Первым изменением, которое перестройка внесла в жизнь этих художников, было невероятное и стремительное расширение их аудитории. Появились необозримые полчища критиков, искусствоведов, арт-дилеров и коллекционеров, преисполненных желания смотреть, критиковать, спорить о работах, предназначенных для того, чтобы передавать тайные сообщения, абсолютно им недоступные. Но если эксплуатировать эту ситуацию было несложно, нужно было лишь по-новому определить отношения между очевидными и закодированными смыслами, то сохранение самой этой диалектики представляло определенную трудность: ведь в тех странах, куда стали ездить советские художники, соблюдение тайны не представляет собой приоритетной ценности, а множественность смыслов возникает сама собой, и эти многочисленные смыслы честно и недвусмысленно приглашают вникнуть в них. Очень скоро стало понятно, что художники больше не могут рассматривать западную публику как каких-то заезжих контрабандистов, как это было в Москве. В то же время они не могли и смотреть на них как на равных, ведь в их восприятии всегда присутствовали чуждые ценности. Конечно, кто-то выбрал один из этих двух путей, но для большинства незримое напряжение между этими полюсами стало источником вдохновения, той новой и еще более законспирированной тайной, которая пришла на смену всему, что было раньше.
Изменения в творчестве гораздо труднее поддаются определению, чем перемены в ситуации, которые оно отражает. Эффектное использование клишированных западных образов в работах Сергея Волкова, конструкции Свена Гундлаха, сделанные с использованием западных красок для строительства и ремонта, – все эти работы указывали на тривиальные, в сущности, недостатки, общие для Востока и Запада, но не давали возможности прикоснуться к более значимым проблемам западного общества, или признать его успехи, рассмотреть новые трудности, с которыми столкнулся Восток, или отобразить позитивную сторону происходящих там изменений. Эти работы были талантливыми, очень талантливыми и умными, но совершенно очевидно, что это была своего рода самозащита.
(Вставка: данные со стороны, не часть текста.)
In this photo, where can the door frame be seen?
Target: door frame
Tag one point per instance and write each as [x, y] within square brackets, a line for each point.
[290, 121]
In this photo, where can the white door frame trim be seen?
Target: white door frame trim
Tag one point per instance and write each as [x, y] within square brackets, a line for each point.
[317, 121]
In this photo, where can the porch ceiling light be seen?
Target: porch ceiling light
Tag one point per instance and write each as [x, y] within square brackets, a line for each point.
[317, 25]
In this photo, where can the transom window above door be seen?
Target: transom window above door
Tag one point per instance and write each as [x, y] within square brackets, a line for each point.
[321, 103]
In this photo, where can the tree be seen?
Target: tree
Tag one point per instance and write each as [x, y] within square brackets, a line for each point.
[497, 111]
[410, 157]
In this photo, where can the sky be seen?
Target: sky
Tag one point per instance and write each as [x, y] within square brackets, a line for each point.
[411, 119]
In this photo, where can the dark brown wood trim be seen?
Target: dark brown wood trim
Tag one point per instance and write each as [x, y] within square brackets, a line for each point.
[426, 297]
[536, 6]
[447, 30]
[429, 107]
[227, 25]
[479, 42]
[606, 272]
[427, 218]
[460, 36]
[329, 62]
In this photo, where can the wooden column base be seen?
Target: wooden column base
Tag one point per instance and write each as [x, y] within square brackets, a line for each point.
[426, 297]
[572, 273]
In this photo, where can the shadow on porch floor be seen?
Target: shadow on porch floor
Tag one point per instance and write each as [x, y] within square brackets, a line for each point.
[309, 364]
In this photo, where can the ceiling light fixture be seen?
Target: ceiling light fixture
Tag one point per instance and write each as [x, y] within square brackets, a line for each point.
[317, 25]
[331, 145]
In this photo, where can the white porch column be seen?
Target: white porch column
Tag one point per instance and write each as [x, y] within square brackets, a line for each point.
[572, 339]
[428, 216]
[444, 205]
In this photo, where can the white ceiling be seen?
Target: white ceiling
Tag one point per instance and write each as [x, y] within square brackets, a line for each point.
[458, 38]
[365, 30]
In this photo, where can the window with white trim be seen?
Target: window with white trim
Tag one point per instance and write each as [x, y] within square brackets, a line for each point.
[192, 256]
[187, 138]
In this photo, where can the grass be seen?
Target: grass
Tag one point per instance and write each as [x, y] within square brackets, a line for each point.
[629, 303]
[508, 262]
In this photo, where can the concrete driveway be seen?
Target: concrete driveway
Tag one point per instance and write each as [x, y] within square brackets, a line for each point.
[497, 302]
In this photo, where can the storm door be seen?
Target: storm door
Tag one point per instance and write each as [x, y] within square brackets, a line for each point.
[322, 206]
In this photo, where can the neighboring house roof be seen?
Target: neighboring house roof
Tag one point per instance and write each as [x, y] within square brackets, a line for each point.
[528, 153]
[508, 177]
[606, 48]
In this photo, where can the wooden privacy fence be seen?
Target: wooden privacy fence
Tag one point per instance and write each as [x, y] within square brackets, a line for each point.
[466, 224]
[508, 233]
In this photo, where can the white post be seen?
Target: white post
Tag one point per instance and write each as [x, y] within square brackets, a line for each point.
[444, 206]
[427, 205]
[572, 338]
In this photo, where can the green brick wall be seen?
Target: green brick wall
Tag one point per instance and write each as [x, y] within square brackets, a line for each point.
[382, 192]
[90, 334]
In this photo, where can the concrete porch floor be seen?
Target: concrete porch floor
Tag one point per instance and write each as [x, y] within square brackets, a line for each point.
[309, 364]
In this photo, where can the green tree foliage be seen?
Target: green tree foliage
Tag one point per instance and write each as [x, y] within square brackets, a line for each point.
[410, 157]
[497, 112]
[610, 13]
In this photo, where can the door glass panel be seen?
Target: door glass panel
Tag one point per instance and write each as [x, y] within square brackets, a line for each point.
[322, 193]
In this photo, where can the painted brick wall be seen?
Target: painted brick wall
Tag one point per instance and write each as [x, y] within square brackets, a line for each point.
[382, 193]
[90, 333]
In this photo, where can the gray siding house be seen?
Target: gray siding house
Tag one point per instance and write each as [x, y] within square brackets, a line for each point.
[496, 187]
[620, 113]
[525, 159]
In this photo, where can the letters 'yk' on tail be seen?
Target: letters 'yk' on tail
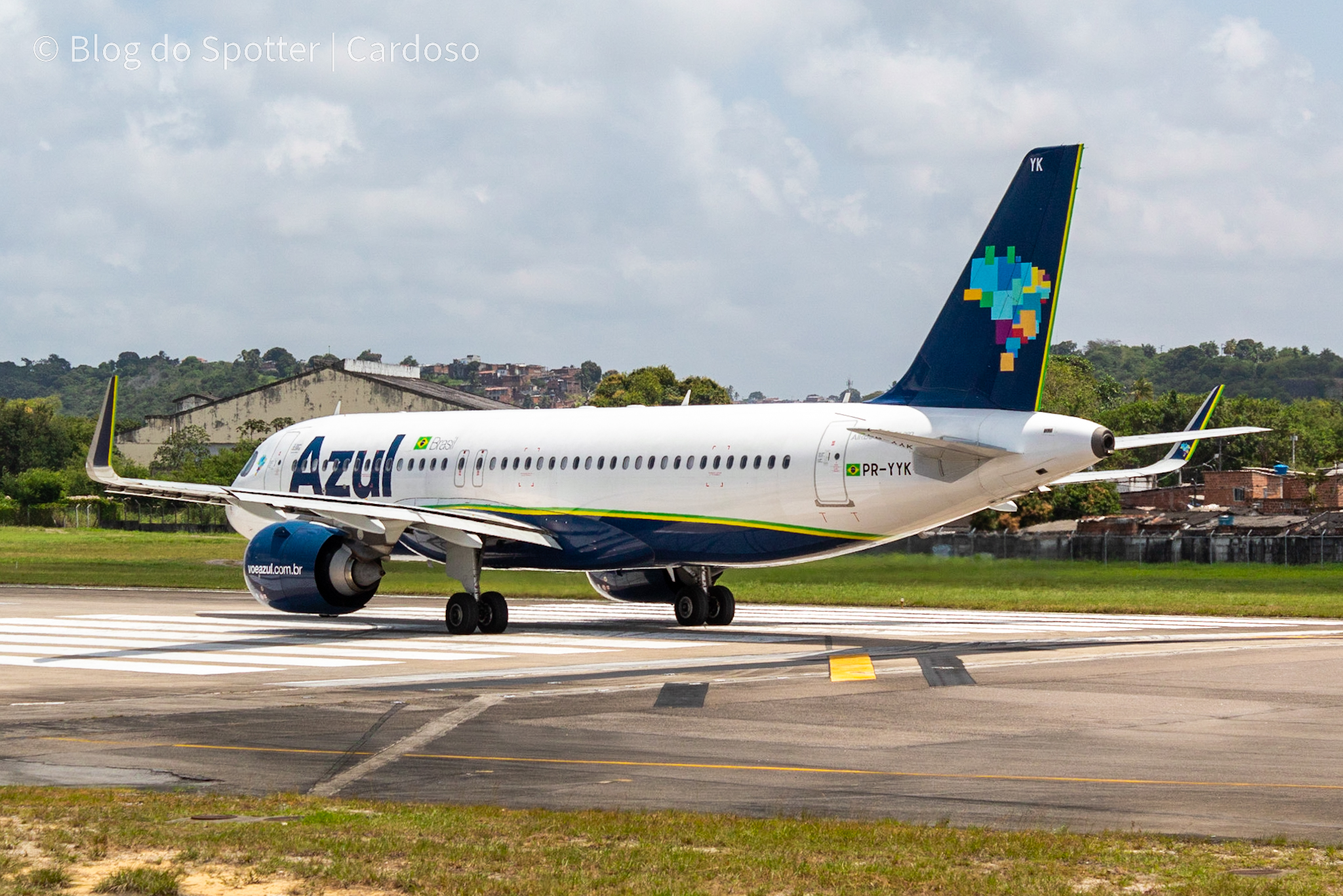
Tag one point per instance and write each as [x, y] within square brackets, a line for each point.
[990, 344]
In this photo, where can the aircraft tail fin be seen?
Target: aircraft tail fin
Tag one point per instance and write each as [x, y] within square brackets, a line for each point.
[990, 344]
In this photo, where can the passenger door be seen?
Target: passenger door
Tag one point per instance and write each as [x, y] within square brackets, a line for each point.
[278, 465]
[460, 473]
[832, 490]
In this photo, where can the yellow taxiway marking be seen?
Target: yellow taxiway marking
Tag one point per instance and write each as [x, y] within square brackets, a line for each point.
[852, 668]
[812, 770]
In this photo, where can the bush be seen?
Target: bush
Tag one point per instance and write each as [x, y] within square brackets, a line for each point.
[35, 486]
[142, 882]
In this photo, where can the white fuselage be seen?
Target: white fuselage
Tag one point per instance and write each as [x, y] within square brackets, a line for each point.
[788, 482]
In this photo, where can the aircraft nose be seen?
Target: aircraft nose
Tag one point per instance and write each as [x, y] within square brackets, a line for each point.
[1103, 442]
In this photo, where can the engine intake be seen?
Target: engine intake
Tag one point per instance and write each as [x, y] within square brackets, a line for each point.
[1103, 442]
[308, 567]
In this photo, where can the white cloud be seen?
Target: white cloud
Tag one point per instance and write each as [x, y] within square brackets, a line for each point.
[312, 133]
[724, 187]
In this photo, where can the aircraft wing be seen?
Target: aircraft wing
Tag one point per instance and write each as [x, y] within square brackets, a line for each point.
[457, 527]
[1166, 438]
[1182, 445]
[929, 442]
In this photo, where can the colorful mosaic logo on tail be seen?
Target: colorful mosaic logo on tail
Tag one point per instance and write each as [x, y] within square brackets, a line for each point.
[1016, 293]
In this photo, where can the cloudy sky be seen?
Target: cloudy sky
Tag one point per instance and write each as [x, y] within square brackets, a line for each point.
[774, 194]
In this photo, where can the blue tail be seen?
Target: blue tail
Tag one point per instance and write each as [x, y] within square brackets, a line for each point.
[990, 344]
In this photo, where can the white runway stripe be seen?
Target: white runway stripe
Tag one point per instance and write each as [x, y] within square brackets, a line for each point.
[129, 665]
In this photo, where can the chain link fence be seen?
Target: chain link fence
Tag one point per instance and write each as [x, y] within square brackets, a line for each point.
[1283, 550]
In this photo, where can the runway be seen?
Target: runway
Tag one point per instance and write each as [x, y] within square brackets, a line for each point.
[1184, 724]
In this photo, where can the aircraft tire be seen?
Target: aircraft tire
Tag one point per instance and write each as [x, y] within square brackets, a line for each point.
[493, 613]
[461, 614]
[723, 606]
[692, 606]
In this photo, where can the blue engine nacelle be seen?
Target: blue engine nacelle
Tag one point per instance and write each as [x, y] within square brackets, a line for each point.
[306, 567]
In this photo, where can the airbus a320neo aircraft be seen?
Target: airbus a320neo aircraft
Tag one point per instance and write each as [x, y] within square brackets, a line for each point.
[654, 503]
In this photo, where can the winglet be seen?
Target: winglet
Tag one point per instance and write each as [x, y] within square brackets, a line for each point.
[98, 465]
[1181, 450]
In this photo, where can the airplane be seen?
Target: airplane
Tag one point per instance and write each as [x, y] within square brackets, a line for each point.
[656, 503]
[1174, 459]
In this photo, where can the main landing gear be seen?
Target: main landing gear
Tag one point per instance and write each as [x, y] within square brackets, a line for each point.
[698, 606]
[465, 614]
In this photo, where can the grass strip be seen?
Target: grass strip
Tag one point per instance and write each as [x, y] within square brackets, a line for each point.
[302, 844]
[180, 560]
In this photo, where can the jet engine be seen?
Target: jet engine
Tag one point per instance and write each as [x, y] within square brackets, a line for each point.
[308, 567]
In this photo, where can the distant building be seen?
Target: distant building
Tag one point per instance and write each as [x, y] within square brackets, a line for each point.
[359, 387]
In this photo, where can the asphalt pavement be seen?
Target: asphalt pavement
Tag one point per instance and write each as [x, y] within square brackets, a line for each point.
[1185, 724]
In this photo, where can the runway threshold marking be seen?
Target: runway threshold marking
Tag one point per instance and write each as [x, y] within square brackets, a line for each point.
[814, 770]
[852, 668]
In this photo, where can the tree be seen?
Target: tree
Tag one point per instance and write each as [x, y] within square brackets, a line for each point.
[33, 435]
[34, 486]
[590, 374]
[285, 363]
[1084, 499]
[188, 446]
[654, 386]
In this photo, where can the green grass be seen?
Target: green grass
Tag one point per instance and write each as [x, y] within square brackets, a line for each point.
[409, 848]
[112, 558]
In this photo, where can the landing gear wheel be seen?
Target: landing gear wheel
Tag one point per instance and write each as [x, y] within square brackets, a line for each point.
[493, 610]
[723, 606]
[692, 606]
[461, 614]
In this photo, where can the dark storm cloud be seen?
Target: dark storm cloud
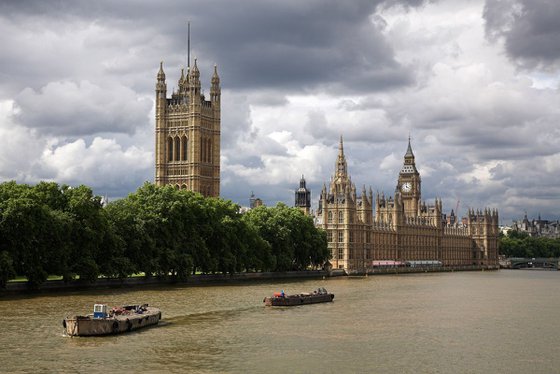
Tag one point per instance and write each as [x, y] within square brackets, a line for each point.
[530, 28]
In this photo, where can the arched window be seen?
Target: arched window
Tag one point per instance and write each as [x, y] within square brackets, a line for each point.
[177, 149]
[169, 149]
[185, 142]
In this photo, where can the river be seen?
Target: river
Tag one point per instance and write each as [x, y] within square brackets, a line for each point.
[505, 321]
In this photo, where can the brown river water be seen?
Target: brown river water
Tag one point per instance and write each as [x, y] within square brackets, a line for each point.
[504, 321]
Можно ли увидеть или как-то иначе физически ощутить то личное, что стоит за произведением искусства, – вопрос спорный. В эпоху до наступления гласности неформальное творчество определялось именно категориями сугубо личного и конфиденциального, силы художнику придавала уверенность, что есть люди, которым внятен его язык. Свойственная Западу привычка буквально понимать намеки, привычка в советском контексте выглядевшая смехотворной, но при этом даже симпатичной, несла опасность для работ, рассчитанных на западную публику. Типичной реакцией были метания от самоуничижительного приятия западного прочтения к снисходительной уверенности, что Запад будет удовлетворен, когда до него наконец дойдет, как мало он понимает. И все это привело к тому, что многие вообще перестали заботиться о смысле – работа стала чем-то вроде свидетельства об обладании некоей тайной. Сомнения в себе у тех, кто стоял на первой позиции, были столь же разрушительны для творчества, как и показная самонадеянность находившихся на второй. Беспредметность созданных в этой ситуации работ напоминала социалистический реализм, чрезвычайная ясность которого призвана была играть воспитательную и вдохновляющую роль.
Правда, в отличие от художников социалистического реализма, авангардисты признавали, что отказ от полноценного высказывания, от того, что составляет внутреннюю силу работы, неизбежно ведет к пошлости. Ни самоуничижение, ни высокомерие не помогали эффективно разрешить проблему того, как выставляться на Западе, но, поскольку западная ситуация становилась все более и более знакомой, возникла новая проблема – как сделать так, чтобы зрители воспринимали как прямой, так и скрытый смысл. Лучшие произведения, созданные на Западе в то время, были созданы после перемещения из одной среды в другую, они говорили о боли разъединения, но апеллировали к некоему определенному знанию, которое было доступно и восприятию Запада.